”205✕520”
この物語は、一つの仮想通貨の急落から始まります。
国民の「善行」に対する対価として配給されていた通貨の価値が失われたことで、人々の行動規範は緩やかに、けれども確実に変化し始めていきます。
そんな社会の歪みに、主人公カエレン・ヴォルダスは巻き込まれていきます。
始まりはあまりに小さな変化であり、それに気づいた人間は誰もいなかった。
2050年05月20日金曜日、ブラジル発の仮想通貨取引所NovaXにおいて、オルディナ時間の14時から15時の1時間の間に、RIXの価格が3%下落した。RIXとは、オルディナ共和国政府が徳性循環資産と定める、仮想通貨Ref Index Exchangeの頭文字を取った略称である。
それは明らかに、オルディナ国の金融市場が閉場する直前を狙った値動きだった。それと同時に、RIXの総供給量に応じて紙幣を発行するという、オルディナ政府の通貨政策の終わりの始まりを示唆していた。
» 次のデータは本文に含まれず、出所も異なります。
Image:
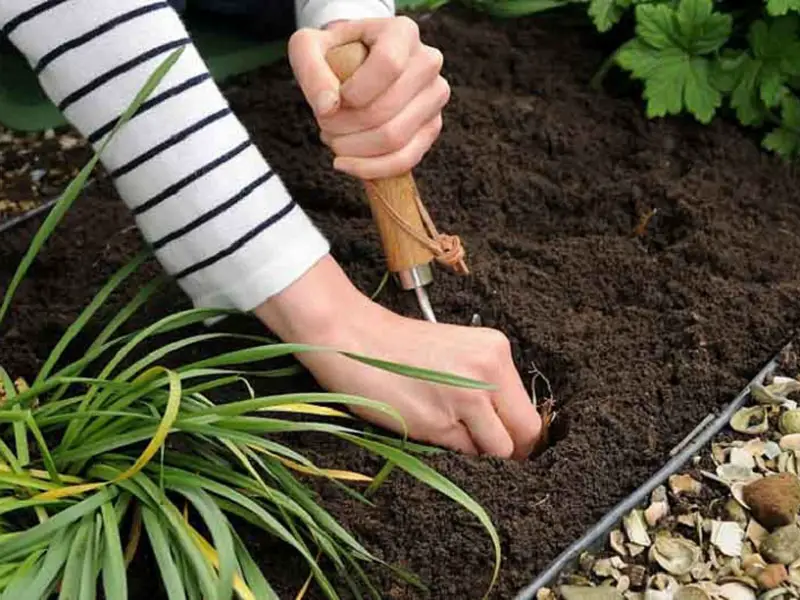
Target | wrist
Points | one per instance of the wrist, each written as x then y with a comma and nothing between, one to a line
316,308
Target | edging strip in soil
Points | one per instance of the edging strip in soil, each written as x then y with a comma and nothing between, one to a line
612,518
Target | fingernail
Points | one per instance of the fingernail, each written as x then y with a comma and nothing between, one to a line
326,102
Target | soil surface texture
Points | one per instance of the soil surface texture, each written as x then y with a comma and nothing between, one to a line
546,180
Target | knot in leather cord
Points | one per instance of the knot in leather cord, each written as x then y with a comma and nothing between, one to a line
450,251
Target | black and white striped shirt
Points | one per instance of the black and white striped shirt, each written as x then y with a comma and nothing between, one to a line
221,222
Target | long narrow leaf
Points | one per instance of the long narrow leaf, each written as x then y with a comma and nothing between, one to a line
79,323
11,547
171,413
76,185
170,576
419,470
114,583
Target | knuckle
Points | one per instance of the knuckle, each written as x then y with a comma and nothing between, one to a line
442,91
434,58
393,137
506,450
409,24
497,343
391,63
436,129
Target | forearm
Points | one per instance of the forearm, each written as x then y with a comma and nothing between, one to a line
202,194
318,13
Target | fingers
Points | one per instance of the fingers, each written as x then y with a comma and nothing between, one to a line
459,439
512,402
307,49
487,431
422,72
395,163
391,43
399,131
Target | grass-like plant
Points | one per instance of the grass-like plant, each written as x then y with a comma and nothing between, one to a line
103,450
この微細な変化は拡大しながら世界中の取引所に波及し、RIXの価値は雪だるま式に崩れていった。週末だけで実に74%もの値下がりを記録したRIXは、翌月曜日の朝、オルディナ国の全ての金融市場を巻き添えにし、ありとあらゆる金融商品が開場と同時に急落した。
この未曾有の金融混乱を、始まりの日付に準えて”205✕520”と呼ぶ。